Os Estados Unidos deve anunciar até esta quarta-feira (15) se vai aplicar novas tarifas contra o Brasil como parte de uma grande investigação sobre práticas comerciais brasileiras consideradas injustas pela Casa Branca, incluindo ataques ao Pix.

O editorial do The Guardian afirma que, em junho, o Supremo Tribunal Federal (STF) reagiu à disseminação de desinformação que, segundo o jornal, contribuiu para a tentativa de golpe liderada por Jair Bolsonaro após as eleições de 2022.

Segundo o periódico britânico, a Corte decidiu que plataformas de redes sociais podem ser responsabilizadas por determinados conteúdos publicados por usuários, obrigando empresas como X e Meta a remover mensagens de ódio e conteúdos considerados antidemocráticos.

O texto afirma que, um mês depois dessa decisão, o presidente dos Estados Unidos, Donald Trump, anunciou uma tarifa de 25% sobre produtos brasileiros, alegando que o Judiciário brasileiro teria obrigado empresas americanas de tecnologia a retirar do ar conteúdos de caráter político.

O Guardian também aborda as críticas feitas pelos Estados Unidos ao Pix. Para o jornal, a discussão envolve a soberania sobre a infraestrutura financeira brasileira e a possibilidade de países da América Latina desenvolverem sistemas públicos de pagamento independentes do controle norte-americano.

Segundo o editorial, o Pix foi criado para reduzir a dependência de redes internacionais de pagamento e proteger o sistema financeiro nacional de eventuais pressões ou sanções externas. O jornal destaca ainda que o modelo representa uma concorrência às bandeiras de cartão, como Visa e Mastercard, ao permitir transações sem a intermediação dessas empresas.

Na análise sobre a política brasileira, o Guardian menciona que o presidente Luiz Inácio Lula da Silva e o senador Flávio Bolsonaro (PL-RJ) aparecem à frente nas pesquisas eleitorais. O jornal descreve Flávio como alguém “menos carismático” que o pai, mas afirma que ele mantém o mesmo discurso antiesquerda, as políticas de endurecimento na segurança pública e as pautas da direita radical.

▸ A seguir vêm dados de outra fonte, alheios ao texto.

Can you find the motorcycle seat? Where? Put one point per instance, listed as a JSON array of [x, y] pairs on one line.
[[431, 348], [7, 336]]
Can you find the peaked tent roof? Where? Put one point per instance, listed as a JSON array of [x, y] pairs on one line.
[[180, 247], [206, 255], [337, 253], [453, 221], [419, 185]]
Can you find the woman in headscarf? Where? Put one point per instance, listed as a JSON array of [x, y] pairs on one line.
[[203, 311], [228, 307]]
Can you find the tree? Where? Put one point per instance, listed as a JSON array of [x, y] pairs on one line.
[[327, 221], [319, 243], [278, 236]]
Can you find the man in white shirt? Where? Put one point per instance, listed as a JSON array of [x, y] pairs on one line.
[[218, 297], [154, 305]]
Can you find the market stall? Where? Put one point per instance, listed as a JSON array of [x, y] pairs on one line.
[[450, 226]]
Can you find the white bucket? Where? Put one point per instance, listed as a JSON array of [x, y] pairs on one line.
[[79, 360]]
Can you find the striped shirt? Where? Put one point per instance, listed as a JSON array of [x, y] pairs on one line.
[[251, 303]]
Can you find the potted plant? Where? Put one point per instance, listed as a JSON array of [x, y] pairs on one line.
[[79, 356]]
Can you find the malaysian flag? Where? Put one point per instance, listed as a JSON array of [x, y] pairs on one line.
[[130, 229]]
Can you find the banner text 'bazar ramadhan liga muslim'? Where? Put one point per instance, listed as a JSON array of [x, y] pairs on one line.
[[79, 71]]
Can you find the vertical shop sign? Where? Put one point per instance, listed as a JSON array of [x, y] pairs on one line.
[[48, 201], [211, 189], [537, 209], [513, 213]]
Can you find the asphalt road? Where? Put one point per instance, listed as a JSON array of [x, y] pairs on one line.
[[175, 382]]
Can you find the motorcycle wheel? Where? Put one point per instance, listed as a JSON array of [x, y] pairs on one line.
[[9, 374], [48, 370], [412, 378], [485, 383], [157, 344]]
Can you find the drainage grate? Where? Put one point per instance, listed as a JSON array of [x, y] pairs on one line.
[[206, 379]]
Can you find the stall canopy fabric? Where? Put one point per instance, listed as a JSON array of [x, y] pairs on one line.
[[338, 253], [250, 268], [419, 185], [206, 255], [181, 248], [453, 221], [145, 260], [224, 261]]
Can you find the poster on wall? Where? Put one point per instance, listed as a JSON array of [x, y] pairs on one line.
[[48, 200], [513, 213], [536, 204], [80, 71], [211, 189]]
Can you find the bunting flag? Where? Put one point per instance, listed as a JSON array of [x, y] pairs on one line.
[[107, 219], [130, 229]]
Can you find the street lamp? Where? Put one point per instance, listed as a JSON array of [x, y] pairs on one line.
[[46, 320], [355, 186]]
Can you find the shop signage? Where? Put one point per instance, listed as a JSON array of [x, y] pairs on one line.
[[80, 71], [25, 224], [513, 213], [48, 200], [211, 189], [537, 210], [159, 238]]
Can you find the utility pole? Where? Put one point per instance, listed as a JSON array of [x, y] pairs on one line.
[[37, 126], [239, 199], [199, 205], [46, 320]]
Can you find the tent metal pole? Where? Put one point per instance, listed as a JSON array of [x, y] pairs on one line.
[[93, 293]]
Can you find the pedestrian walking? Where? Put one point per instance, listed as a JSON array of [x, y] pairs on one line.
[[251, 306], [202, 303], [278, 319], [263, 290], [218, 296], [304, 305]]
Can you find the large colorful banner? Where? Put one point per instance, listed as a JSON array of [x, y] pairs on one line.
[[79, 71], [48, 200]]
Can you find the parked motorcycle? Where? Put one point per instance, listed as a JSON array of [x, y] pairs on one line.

Flávio Bolsonaro em agenda com Donald Trump
Flávio Bolsonaro em agenda com Donald Trump

O periódico também classifica como “extremamente audacioso” o pedido feito por Flávio Bolsonaro a Donald Trump para que suspendesse a aplicação de tarifas contra o Brasil até a realização das eleições.

Sobre Lula, o editorial o define como um dos políticos “mais bem-sucedidos deste século”. O texto destaca sua trajetória, de operário e líder sindical à Presidência da República, e atribui aos seus governos a redução da pobreza extrema no país. Também lembra que Lula voltou ao poder em 2023 após a anulação das condenações por corrupção pelo Supremo Tribunal Federal.

Na conclusão, o Guardian afirma que “a verdadeira infração do Brasil não é o protecionismo, mas a autonomia”. Para o jornal, Trump interpreta essa busca por soberania como uma prática de discriminação comercial, e considera preocupante que o bolsonarismo adote essa narrativa.